Photo: Auschwitz 1, the former Polish army barracks which the SS commandeered as a prison for Polish army officers, Poles, Jews, subversives, and others. This is a substantial complex of brick multi-story blocks, unlike Auschwitz 2, which was mostly wooden blocks. I found the place sombre and still, a place of confronting horror. This is the place where the Catholic priest and subversive Maximilian Kolbe exchanged places with a young Jewish man because he was a husband and father and had a future to live. The commandant agreed to the exchange. Kolbe was starved to death, although he was given a mercy injection after three weeks.

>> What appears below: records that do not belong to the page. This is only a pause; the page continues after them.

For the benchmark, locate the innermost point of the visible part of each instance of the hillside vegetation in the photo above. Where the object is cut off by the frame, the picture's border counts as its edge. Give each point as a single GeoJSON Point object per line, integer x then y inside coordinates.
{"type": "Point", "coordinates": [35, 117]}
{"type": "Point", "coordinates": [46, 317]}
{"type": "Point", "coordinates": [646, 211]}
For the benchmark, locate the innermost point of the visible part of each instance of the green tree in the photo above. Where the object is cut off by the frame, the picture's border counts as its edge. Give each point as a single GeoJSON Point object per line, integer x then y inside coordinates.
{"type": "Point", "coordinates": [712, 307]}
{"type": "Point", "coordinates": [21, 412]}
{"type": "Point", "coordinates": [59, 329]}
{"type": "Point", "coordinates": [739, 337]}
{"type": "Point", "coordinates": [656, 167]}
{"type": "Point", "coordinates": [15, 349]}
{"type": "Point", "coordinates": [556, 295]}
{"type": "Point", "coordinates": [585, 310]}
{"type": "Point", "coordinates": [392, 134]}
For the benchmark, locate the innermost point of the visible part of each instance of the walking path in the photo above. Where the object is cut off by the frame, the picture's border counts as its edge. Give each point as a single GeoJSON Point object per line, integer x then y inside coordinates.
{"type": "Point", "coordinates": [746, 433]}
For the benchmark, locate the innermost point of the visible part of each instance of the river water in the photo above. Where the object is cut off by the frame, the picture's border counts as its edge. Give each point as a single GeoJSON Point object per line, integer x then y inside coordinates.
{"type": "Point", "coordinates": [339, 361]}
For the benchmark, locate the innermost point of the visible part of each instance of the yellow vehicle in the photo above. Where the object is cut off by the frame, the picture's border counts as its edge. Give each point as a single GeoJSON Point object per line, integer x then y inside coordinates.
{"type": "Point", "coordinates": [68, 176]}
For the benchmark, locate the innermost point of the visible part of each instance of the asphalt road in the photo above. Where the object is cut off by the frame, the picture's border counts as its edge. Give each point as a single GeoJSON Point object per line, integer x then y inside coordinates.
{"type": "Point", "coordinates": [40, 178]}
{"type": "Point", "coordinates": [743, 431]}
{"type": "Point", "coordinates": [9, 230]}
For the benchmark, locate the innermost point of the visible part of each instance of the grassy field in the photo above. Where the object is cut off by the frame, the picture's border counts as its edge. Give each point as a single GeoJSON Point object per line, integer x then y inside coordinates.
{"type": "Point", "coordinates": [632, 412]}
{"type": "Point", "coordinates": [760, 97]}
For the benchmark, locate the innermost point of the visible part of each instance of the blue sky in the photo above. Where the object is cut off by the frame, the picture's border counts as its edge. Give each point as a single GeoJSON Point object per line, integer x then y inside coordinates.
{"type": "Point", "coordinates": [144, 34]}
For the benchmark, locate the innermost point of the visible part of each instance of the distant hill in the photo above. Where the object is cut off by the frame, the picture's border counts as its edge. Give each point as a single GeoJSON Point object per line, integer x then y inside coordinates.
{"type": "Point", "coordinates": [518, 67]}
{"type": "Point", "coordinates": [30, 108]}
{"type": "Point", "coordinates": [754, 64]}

“There may be times when we are powerless to prevent injustice, but there must never be a time when we fail to protest.” Elie Wiesel
Life Became Him
Quietly he ventured an offer to
the commandant lusting for reprisal,
one young father not ready for some version of heaven,
and persuaded, the commandant exchanges the two,
the priest is starved in the doorway of eternity.

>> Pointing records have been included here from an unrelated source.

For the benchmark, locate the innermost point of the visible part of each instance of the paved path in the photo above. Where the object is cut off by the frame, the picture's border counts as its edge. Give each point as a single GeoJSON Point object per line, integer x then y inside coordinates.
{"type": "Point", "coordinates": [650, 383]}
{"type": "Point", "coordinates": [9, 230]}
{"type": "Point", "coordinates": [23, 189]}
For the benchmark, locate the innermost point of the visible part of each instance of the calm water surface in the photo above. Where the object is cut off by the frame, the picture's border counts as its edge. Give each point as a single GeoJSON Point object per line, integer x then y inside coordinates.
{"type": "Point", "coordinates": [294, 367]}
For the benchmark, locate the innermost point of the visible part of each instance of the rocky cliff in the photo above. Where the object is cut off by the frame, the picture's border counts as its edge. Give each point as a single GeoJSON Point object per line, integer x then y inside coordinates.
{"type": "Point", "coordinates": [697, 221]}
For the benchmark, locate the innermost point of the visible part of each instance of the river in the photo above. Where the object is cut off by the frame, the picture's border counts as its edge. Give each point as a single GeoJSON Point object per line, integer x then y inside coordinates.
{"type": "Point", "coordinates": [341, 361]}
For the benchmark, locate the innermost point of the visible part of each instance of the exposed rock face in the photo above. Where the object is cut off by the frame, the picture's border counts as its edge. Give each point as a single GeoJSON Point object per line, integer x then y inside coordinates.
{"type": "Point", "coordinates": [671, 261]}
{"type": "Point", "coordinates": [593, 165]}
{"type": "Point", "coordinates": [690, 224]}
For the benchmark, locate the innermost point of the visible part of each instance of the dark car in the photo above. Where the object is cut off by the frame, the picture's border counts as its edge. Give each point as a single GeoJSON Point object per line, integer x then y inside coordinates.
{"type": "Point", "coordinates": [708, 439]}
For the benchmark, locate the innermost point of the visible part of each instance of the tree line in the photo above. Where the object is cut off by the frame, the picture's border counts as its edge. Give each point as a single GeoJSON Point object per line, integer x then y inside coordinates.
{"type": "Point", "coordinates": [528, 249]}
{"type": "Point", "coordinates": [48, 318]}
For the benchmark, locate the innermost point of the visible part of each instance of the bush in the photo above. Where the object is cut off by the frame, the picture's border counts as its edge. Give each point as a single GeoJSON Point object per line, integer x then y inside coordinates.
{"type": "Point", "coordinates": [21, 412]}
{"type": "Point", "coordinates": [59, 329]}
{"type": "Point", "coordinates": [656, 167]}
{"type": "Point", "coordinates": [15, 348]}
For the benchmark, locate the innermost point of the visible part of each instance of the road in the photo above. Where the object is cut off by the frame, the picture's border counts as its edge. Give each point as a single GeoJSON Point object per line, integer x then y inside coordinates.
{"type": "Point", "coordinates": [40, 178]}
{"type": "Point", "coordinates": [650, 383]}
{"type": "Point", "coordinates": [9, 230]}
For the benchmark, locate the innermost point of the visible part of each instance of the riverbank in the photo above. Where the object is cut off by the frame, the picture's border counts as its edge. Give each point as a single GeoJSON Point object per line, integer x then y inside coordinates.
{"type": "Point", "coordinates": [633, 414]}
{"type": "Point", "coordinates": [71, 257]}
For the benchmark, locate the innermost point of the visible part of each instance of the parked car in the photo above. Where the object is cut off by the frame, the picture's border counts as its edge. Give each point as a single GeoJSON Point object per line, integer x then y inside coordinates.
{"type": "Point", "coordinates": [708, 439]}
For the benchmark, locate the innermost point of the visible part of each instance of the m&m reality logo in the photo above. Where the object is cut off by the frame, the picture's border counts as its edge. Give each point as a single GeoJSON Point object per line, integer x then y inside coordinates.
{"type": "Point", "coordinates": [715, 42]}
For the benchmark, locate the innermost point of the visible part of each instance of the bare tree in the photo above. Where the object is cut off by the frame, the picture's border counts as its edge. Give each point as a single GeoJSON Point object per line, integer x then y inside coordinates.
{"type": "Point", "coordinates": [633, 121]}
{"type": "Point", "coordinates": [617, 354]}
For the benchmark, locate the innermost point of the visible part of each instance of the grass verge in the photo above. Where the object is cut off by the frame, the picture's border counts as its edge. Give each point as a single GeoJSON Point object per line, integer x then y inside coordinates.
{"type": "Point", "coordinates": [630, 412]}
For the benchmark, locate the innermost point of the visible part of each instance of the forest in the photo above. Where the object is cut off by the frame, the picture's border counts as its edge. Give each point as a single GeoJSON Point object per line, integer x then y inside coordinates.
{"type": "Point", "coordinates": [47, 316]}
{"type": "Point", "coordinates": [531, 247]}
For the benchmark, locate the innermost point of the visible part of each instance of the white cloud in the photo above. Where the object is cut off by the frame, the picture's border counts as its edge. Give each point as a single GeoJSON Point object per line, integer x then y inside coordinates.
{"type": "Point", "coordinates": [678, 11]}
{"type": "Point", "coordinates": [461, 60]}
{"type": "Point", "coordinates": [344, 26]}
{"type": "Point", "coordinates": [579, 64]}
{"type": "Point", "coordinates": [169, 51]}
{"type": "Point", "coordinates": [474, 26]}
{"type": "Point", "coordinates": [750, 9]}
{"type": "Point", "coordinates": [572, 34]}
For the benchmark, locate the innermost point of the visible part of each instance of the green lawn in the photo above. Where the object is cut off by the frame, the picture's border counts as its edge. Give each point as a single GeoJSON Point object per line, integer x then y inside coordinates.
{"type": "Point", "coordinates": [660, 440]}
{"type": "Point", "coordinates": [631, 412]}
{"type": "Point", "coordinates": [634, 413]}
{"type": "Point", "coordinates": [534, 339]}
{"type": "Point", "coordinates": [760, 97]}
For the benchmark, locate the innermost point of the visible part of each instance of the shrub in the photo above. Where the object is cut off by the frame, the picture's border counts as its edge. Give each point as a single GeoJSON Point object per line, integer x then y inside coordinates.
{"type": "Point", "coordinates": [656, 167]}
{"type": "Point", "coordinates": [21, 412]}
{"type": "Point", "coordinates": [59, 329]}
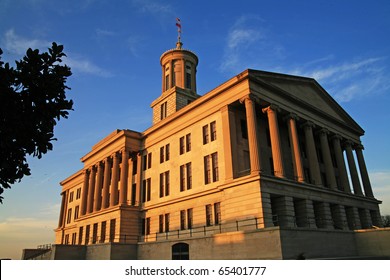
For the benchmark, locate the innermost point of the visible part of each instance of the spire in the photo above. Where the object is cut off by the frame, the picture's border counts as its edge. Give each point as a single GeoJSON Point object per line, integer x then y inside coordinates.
{"type": "Point", "coordinates": [179, 44]}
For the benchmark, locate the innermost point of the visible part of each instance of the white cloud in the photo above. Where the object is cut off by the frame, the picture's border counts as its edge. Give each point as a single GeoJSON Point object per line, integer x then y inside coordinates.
{"type": "Point", "coordinates": [380, 181]}
{"type": "Point", "coordinates": [18, 45]}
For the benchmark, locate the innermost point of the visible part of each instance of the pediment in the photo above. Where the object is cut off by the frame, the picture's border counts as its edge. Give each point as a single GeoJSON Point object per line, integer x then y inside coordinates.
{"type": "Point", "coordinates": [308, 93]}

“I dream of giving birth to a child asks, ‘Mother, what was war?'” Eve Merriam
How simple to hold,
extend a branch towards hope,
how easy to cut the tree down
and offer striped pyjamas
and barbed wire,
to be disappeared,
that none flourish.
“War does not determine who is right – but only who is left.” Bertrand Russell
Never have the vainglories of death
been so exposed as in the spectre of war
where truth is so relentlessly sucked dry
by the ghouls of righteous capital,
so cheaply purchased by the blood of innocents,
for those who would never near the fight
as to get their morals dirty
nor their boots,
they are the ones who would kill their own
for the sake of a few inches of sand
and forty pieces of silver.
“All war is a symptom of man’s (sic) failure as a thinking animal.” John Steinbeck
As Poppies Weep
How best can you die and
at what hands might that be,
how excruciating can we make it
of bullets, shells and gas
lost in the thick of bloodied mud
and barbed protections
that betray any sense of humanity
certainly not animal because
animals know better than we,
how is it that we,
the thinking species,
slit the wrists of
and dare to call it glory,
and for what,
some politician’s ideological orgasm
where there are no gasps of ecstasy
only sobs of grief and despair
as poppies weep for the seed of youth.
Note: I observed “Jack” many times but never got to know him, in one week he never got to the shops because the trucks would sound explosive when they hit a rut or drain cover and he would stop, stand to attention, wheel about, and march home again. Shell shock/PTSD had wrecked him.